Marking a circle in three

[Doh!Nut]

I dont know if this is a tip or a hack

I needed to mark-up three holes in a circle - equi-spaced

I put a light score on the face to show the correct radius -easy enough
For the 120degree separation I assumed that the Jaws on my chuck were accurately 120degrees apart.
I found that I could put a mini-level on the cut out for the chuck jaws.
This gave me a repeatable (and I hope accurate) positioning, it was really surprising how much bubble movement there was for seeming little chuck rotation.

I then put a light score on the face using the cross slide.
The three lines intersect pretty perfectly on the centre

Nick

 

[sortafast]

you could always go buy one of those plastic protractors that you used in grade school just to double check. Assuming you don't have one of these:

 

[gadget_lover]

Interesting tip. Thanks for sharring it

Daniel

 

[MCFLYFYTER]

That sure does look funny. A modern lathe with an old school level. I'm not trashing it, it just looked odd. It looks like it worked well.

 

[StrikerDown]

:shakehead What a HACK!!!!!

Actually that's not too bad an idea, but I am now wondering what you are making?

 

[Fred S]

another trick is to use a bar of the correct length between the front way and the jaws, the bar length is not critical, but it is nice if it hits teh jaw pretty square. I used to use a mag base with a length of allthread run into one of the holes and cut square on the end.

 

[Doh!Nut]

The Level is certainly old Skool, one of my Grandfathers

I can see how Freds suggestion would work also, I might use that as a cross check if I have to do this again.

The work piece is a heat sink for a 3 p7 Dive light. The positioning of the LED needed to be accurate as I have no room to spare to fit 3 * 28mm reflectors in a 60mm body.
The three holes on the back side has the mounting points to connect it to the tail cap.

Nick

 

[PhotonFanatic]

The fact that the three lines intersect perfectly is no indication that your three angles are symmetrical. They have to intersect perfectly if the tool was at center height. :devil:

 

[StrikerDown]

The fact that the three lines intersect perfectly is no indication that your three angles are symmetrical. They have to intersect perfectly if the tool was at center height. :devil:

Agree. If the lines are above or below center they will form a triangle in the center of the disk. This does not however indicate the outside end of the lines being equidistant on the circumference of the disk.

 

[65535]

I'm gonna go out on a limb here and say if it looks good by eye, and the method used would produce decent results in the first place that for a flashlight it won't be super important that it be perfectly perfect.

 

[precisionworks]

The easiest way to do that, and also faster, is to trig out the size triangle that will fit in the inscribed circle. Set a compass to triangle leg length, mark three times, all done.

 

[PhotonFanatic]

The easiest way to do that, and also faster, is to trig out the size triangle that will fit in the inscribed circle. Set a compass to triangle leg length, mark three times, all done.

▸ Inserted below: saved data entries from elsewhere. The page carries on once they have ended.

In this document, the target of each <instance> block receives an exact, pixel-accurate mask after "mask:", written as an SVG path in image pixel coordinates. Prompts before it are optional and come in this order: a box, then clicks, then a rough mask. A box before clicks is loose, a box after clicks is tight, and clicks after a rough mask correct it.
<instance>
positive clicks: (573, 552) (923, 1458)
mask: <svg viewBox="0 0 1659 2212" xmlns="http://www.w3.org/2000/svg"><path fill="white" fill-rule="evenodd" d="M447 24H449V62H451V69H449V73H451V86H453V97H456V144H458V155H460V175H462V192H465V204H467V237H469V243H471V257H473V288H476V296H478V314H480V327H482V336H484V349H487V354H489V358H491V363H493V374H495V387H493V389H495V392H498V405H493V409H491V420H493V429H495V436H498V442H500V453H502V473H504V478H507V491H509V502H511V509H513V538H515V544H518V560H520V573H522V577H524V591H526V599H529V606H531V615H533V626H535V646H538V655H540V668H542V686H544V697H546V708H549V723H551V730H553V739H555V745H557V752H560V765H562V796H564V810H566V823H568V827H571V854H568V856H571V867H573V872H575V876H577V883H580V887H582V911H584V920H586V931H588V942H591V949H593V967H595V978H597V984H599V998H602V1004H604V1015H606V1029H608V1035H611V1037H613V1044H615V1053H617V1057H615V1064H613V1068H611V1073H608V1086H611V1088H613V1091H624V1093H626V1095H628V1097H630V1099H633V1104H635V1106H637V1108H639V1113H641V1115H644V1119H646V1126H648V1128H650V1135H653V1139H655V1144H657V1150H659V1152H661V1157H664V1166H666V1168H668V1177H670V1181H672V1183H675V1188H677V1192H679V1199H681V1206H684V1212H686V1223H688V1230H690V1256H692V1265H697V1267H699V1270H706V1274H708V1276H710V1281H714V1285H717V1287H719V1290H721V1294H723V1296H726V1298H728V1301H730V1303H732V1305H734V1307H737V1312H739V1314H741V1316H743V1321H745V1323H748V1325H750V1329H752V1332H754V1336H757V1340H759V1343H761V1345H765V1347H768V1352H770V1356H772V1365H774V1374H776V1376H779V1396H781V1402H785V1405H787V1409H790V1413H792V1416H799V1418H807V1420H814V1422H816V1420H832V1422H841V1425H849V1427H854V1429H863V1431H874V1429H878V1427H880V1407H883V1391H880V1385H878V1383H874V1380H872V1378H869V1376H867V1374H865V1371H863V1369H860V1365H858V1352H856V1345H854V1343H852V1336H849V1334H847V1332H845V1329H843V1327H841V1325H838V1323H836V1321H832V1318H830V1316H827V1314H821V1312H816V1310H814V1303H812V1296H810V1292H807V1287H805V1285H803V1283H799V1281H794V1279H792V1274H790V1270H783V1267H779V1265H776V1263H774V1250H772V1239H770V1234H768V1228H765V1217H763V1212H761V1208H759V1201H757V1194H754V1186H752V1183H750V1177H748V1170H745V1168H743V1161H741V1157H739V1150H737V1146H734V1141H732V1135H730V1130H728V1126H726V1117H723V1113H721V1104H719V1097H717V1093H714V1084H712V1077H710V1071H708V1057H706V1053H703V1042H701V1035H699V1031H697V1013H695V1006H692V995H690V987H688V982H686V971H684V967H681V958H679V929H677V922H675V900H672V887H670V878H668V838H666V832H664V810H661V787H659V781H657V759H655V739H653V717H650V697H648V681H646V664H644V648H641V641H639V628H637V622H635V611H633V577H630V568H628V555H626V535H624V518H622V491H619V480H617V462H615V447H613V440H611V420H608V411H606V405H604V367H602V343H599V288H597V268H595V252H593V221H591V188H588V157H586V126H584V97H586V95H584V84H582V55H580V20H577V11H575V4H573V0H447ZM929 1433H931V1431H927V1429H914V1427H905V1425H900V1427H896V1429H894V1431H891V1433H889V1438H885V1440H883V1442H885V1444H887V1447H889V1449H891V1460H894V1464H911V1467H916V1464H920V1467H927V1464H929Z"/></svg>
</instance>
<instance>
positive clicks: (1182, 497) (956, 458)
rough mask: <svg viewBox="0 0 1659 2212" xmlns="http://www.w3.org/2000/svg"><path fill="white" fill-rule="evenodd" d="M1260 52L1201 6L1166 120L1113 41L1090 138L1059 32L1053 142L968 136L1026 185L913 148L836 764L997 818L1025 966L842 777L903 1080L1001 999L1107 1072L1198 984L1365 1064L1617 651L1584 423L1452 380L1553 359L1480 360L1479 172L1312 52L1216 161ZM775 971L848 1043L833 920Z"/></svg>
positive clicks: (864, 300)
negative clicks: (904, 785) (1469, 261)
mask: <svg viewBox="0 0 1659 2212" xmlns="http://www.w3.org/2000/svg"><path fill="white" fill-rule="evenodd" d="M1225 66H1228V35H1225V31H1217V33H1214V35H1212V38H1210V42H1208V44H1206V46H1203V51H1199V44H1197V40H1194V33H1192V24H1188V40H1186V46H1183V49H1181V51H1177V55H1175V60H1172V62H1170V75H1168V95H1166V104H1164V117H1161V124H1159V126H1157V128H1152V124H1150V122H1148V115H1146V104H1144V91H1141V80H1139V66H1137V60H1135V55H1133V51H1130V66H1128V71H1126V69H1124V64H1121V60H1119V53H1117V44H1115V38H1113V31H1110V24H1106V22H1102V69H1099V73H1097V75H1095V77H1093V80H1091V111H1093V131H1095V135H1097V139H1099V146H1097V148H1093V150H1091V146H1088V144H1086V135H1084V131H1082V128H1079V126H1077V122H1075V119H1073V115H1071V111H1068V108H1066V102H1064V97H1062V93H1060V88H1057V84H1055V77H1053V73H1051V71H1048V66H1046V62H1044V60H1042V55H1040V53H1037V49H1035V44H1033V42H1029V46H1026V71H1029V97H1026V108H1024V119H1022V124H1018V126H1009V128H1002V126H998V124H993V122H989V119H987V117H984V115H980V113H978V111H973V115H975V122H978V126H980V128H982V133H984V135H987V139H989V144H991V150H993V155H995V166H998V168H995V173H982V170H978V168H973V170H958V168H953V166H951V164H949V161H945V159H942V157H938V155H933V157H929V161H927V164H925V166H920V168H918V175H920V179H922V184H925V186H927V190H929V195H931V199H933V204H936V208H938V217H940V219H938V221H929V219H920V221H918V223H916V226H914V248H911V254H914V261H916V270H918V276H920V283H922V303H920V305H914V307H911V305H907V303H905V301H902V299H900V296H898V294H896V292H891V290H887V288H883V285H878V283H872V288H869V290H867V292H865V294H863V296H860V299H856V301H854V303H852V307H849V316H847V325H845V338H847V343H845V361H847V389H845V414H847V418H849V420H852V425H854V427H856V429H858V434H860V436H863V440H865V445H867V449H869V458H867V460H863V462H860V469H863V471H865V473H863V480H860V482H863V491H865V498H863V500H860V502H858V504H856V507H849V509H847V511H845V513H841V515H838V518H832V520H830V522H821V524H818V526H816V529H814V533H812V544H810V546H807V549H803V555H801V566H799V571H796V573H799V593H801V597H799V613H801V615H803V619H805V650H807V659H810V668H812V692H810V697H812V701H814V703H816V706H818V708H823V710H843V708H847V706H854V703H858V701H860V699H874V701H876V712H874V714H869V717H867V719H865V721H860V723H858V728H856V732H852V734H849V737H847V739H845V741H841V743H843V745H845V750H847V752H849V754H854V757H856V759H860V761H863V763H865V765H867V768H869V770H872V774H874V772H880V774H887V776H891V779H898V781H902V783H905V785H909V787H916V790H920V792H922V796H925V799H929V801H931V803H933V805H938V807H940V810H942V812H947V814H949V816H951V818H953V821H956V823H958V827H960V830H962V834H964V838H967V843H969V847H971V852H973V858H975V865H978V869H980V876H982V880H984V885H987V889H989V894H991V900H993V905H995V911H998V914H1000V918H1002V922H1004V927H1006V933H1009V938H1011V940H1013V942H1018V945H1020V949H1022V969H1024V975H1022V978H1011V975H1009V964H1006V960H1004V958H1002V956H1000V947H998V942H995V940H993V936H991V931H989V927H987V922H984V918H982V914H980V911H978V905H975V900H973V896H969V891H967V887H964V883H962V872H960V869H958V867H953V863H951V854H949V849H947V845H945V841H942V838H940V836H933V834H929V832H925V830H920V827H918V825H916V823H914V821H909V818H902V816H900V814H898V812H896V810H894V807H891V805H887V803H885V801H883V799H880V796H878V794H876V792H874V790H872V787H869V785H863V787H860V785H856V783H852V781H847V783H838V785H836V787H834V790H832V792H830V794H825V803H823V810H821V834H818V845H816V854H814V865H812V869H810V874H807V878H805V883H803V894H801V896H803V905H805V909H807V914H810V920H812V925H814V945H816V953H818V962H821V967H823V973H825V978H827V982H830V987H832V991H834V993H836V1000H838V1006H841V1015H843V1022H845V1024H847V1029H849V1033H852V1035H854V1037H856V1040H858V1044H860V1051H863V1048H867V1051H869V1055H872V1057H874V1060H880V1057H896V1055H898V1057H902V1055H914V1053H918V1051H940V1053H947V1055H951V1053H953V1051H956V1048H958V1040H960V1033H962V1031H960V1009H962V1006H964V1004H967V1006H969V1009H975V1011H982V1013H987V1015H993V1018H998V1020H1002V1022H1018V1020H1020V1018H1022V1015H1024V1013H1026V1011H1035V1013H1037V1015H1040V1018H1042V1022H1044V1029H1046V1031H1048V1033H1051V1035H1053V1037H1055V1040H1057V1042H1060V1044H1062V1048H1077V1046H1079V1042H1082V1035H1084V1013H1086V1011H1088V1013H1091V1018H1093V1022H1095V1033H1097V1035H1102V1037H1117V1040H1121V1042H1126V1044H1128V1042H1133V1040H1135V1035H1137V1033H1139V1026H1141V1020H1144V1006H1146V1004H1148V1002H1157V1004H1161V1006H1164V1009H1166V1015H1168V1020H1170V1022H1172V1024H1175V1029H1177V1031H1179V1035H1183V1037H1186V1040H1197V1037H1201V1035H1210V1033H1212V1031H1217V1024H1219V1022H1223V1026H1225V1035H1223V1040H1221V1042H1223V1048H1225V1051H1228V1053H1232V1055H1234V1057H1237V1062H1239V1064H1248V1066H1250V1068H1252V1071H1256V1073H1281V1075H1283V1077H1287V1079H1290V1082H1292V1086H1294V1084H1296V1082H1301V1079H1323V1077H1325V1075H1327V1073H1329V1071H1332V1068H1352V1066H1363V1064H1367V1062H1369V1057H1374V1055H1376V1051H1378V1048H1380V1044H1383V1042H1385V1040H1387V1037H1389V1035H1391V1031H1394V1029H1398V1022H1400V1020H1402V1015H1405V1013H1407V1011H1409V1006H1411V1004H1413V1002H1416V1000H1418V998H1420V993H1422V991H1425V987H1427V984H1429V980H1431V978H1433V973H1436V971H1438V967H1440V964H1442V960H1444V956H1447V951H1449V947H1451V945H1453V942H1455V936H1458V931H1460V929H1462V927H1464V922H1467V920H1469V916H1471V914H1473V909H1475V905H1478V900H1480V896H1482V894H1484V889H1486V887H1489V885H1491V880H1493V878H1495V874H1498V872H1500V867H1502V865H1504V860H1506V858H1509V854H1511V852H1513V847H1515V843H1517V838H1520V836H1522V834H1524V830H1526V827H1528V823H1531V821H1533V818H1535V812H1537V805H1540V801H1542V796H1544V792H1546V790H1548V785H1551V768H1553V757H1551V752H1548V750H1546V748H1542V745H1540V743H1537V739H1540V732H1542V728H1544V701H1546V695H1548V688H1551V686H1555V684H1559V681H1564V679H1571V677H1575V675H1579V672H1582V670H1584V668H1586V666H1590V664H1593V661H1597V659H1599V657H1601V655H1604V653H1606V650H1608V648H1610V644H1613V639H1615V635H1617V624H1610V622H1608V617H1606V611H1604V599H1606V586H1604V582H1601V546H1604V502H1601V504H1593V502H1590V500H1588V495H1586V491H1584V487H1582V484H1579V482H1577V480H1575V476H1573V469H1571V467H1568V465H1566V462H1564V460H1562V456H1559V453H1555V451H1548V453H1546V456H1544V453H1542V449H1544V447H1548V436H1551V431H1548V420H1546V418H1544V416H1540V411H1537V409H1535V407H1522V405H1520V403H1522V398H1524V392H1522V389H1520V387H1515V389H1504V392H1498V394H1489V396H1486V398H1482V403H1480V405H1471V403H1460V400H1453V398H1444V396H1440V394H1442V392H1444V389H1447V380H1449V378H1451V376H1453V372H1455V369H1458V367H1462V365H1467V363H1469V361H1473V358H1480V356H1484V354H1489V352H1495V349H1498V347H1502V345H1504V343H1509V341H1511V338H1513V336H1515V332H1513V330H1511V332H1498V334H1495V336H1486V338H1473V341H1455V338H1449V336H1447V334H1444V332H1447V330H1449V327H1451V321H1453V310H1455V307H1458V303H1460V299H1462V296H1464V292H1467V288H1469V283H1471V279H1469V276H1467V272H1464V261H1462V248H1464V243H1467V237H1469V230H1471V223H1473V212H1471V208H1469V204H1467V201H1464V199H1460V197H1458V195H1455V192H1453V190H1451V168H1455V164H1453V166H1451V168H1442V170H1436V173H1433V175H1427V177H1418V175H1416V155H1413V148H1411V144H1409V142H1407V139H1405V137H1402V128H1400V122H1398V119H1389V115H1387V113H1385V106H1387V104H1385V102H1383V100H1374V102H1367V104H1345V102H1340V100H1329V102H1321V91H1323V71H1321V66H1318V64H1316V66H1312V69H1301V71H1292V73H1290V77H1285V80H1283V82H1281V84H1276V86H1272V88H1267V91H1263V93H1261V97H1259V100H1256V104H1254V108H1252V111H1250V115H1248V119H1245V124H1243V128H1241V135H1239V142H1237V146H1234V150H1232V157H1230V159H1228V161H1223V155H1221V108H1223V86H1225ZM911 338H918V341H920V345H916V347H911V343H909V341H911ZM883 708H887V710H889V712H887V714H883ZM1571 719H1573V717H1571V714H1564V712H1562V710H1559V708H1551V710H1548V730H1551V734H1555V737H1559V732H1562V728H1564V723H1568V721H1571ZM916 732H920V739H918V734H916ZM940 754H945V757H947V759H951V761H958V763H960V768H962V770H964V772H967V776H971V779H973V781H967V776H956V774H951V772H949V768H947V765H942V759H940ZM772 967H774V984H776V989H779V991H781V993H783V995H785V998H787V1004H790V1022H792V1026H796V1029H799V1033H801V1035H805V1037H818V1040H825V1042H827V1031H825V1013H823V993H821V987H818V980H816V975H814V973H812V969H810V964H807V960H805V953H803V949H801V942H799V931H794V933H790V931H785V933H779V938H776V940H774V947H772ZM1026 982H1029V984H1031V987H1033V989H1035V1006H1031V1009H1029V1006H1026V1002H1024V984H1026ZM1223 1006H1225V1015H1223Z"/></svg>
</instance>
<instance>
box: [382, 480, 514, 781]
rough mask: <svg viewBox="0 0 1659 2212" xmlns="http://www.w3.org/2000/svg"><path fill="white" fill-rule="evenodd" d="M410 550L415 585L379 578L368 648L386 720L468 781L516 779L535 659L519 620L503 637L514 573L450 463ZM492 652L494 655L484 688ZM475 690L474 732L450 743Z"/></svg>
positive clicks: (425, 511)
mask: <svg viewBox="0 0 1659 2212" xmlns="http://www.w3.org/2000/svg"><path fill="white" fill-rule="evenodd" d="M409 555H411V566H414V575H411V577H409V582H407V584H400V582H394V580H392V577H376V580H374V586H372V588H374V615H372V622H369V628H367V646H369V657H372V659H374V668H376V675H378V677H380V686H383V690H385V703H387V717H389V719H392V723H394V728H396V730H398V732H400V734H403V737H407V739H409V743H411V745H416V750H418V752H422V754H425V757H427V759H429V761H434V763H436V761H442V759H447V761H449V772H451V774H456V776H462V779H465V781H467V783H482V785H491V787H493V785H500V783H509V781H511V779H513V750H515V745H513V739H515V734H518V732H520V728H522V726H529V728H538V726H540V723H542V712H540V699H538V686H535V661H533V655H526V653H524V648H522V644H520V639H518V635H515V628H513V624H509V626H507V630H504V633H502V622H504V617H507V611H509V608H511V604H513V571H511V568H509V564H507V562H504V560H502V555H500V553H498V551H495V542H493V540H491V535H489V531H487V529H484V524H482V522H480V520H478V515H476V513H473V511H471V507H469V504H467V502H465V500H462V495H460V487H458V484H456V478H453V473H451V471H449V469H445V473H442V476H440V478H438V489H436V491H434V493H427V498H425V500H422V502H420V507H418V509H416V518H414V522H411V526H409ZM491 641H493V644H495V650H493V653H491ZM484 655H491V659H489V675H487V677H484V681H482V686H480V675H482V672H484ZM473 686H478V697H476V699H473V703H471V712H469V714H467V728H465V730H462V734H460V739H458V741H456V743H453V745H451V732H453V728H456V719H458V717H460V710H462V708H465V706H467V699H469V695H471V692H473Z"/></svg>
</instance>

Trig out a triangle? Who needs trigonometry, or rather, who really understands trigonometry? :devil:

Here's the mechanical solution, if you have a divider:

That creates your 60° angle, and then you just continue marking off the segments around the circle. Everybody had a Starrett divider, no?

 

[precisionworks]

Here's the mechanical solution, if you have a divider:

Very neat, without having to do the calcs Your method arrives at the same end point in a different way.

who really understands trigonometry?

Only enough to lay out parts, using the trig tables in Machinery's Handbook & TI-36X sci calculator (which does polar rectangular calcs a lot faster than I can).

 

[McGizmo]

With a compass (or divider) and PhotonFanatic's method, you can easily lay out the center points for a "7-UP" LED placement. If you set the compass to the center to center dimension you seek on the LEDs you then mark your center LED's center point and then draw a circle based on it. Mark any point on this circle as the center point of one of the external LED's and then use the compass from that point to mark the next one and on around the circle you go.

The sides of a hexagon are equal in length to the radius of a circle that includes all 6 of its points. In the drawing below, is a circle of diameter 1 and radius of .5 with an included hexagon. I think you can see how a compass can generate these points and in the example, the point on the right of the circle coincident with the axis was the first point chosen with compass scribes generated from it in a counter clockwise repetition. For three points, you would use every other point as you work around the circle.